I actually love this part of writing, but I also struggle with fear. What if people think that a place or person doesn’t look that way? What if I get a detail wrong? What if, what if, what if? The “what if” game keeps me paralyzed from simply using my imagination and the beautiful tools of my eyes and the Internet to ground a scene exactly as I see it. I use research to make sure I didn’t get a basic detail wrong, but otherwise, I craft exactly what I want the reader to see. They are less likely to question what I paint in great detail than they are a canvas where I leave glaring holes due to my own people-pleasing and insecurity. No fear. Write boldly. Paint that canvas, and give the readers a scene they don’t have to try to imagine. Let it unfold in all of its beautiful detail. And then make that process even better in the next book.

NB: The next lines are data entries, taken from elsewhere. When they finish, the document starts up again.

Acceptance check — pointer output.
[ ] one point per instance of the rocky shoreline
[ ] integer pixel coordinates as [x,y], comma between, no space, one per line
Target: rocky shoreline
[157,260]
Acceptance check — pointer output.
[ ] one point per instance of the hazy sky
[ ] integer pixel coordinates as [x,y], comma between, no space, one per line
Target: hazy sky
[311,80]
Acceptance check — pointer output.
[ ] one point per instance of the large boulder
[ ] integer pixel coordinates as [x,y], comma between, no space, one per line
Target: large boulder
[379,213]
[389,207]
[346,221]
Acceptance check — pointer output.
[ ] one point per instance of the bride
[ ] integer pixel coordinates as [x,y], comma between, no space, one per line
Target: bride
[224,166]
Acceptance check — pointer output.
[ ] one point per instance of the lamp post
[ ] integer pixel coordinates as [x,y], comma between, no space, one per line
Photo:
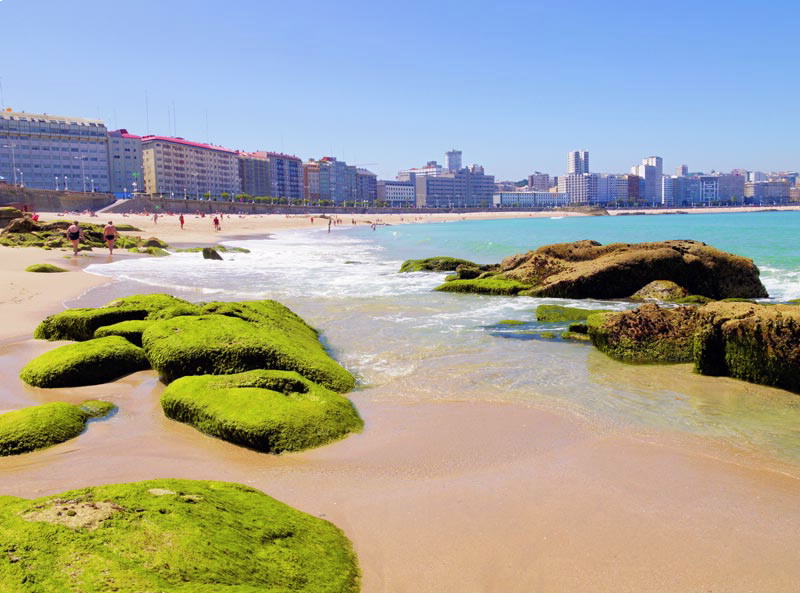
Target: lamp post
[13,161]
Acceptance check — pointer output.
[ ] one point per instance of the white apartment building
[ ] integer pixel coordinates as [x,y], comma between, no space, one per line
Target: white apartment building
[179,168]
[529,199]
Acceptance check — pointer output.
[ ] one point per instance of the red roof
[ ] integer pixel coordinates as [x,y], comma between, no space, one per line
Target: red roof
[185,143]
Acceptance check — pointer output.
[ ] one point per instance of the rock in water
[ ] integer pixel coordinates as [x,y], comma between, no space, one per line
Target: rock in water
[587,269]
[211,253]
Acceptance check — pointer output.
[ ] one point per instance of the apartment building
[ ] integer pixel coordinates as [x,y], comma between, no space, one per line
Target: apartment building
[54,152]
[177,167]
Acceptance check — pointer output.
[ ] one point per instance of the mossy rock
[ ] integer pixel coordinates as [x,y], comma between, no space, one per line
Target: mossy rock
[130,330]
[81,323]
[648,334]
[211,253]
[86,363]
[490,285]
[434,264]
[223,344]
[45,268]
[42,426]
[154,251]
[661,290]
[181,536]
[693,299]
[270,411]
[558,313]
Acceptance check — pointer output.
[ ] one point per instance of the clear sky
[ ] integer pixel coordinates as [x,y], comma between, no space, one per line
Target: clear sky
[514,85]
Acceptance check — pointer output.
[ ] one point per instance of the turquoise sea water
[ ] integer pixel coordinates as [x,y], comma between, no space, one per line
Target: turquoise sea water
[407,343]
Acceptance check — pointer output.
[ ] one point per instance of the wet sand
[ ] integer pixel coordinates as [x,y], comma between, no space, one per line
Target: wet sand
[450,496]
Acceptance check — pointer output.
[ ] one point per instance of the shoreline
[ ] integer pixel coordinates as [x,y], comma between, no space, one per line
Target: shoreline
[438,496]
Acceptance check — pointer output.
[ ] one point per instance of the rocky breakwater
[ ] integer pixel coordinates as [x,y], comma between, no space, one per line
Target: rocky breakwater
[587,269]
[748,341]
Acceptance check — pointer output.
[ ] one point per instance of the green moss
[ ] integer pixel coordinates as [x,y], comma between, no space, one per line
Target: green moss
[42,426]
[45,268]
[557,313]
[434,264]
[693,299]
[81,324]
[130,330]
[180,536]
[271,411]
[85,363]
[649,334]
[489,285]
[272,337]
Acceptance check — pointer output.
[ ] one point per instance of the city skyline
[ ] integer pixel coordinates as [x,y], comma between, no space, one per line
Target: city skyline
[355,83]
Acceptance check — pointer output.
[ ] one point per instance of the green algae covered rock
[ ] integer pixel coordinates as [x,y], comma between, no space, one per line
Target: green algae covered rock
[130,330]
[497,285]
[44,268]
[661,290]
[755,343]
[647,334]
[86,363]
[41,426]
[556,313]
[271,411]
[435,264]
[221,345]
[180,536]
[81,324]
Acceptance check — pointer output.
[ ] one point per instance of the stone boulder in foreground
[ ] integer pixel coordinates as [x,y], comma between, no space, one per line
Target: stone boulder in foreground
[270,411]
[587,269]
[181,536]
[748,341]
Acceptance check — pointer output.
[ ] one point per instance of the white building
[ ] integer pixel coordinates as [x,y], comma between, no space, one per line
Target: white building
[578,162]
[179,168]
[529,199]
[397,194]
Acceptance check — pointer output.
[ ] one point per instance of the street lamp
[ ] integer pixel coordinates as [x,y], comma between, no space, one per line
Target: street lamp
[13,161]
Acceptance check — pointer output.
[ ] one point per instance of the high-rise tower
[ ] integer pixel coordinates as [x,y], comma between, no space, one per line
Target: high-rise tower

Time for surgery on your manuscript. What weaknesses do you notice that you could improve on next time? What lessons have you learned from your editor (or critique partner)?

Refusing the Writer’s Call

Refusal of the call questis a common element of great stories, fictional or historical. The hero is called to a quest, but, initially, he balks. He says, whether through word or deed, “I’m not big enough for this task.” Or maybe just, “I’ve got better things to do than sacrifice myself for that.”

From Jonah getting on a ship sailing in the opposite direction of Nineveh to Bilbo Baggins telling Gandalf that all he wants is a nice tidy hobbit house with tea served on time, heroes have been trying to escape the call since mankind has been telling stories around the fireside. And for just as long, the stories have been winning the hero over to the adventure.

Why? Few of us see ourselves as heroes. We know we’re not up to the task, whatever the task is, and we’re right. We’re not big enough, strong enough, brilliant enough or good enough for the task at hand. And yet, deep in our souls, we know God made us for more than having our tea on time.

In all good stories, the hero finally accepts the call. After trying to outrationalize his call, Dietrich Bonhoeffer takes on the role of hero as he boards what is likely the last ship home to Nazi Germany, a ship that takes him ultimately to his death.

Having been elected to archbishop because he is quiet and conservative, expecting to make no waves in an El Salvador on the brink of civil war, Oscar Romero finally accepts that he must speak out, as he stands over the bodies of two murdered priests.

Paul accepts what he must do as God calls his name in a flash of heavenly light.

Little Samuel answers God on the third call in his small child’s voice: “Speak, for your servant is listening.”  Not knowing, of course, that he was accepting a lifetime mantle as prophet.

We writers refuse our call, too. Sitting down at the computer and typing out a page is such a small thing, right? It’s tiny in comparison to the heroes that have been written about. And yet, it feels daunting.

There’s the courage it takes to face a fresh scene. Will it be beautiful or fall flat? It’s as if it’s a test of everything inside you.

And there’s the courage it takes to call yourself a writer. The voices are insistent. How many times have you told yourself that you should just concentrate on being a parent, give your talents to your church and your job, and live a peaceful, ordinary life? You don’t have time for this story? Or more likely, you’re not talented enough for the story you want to write?

But if God made you to write, you’re going to be restless until you do. You can play the role of Jonah, and get on the ship going in the opposite direction and fight it out with the big fish. Or you can accept that being brilliant and big-hearted enough for the story is not what’s at stake. If God made you for this writing quest, he’s planning on equipping you as you go. Sit down at your computer and get started.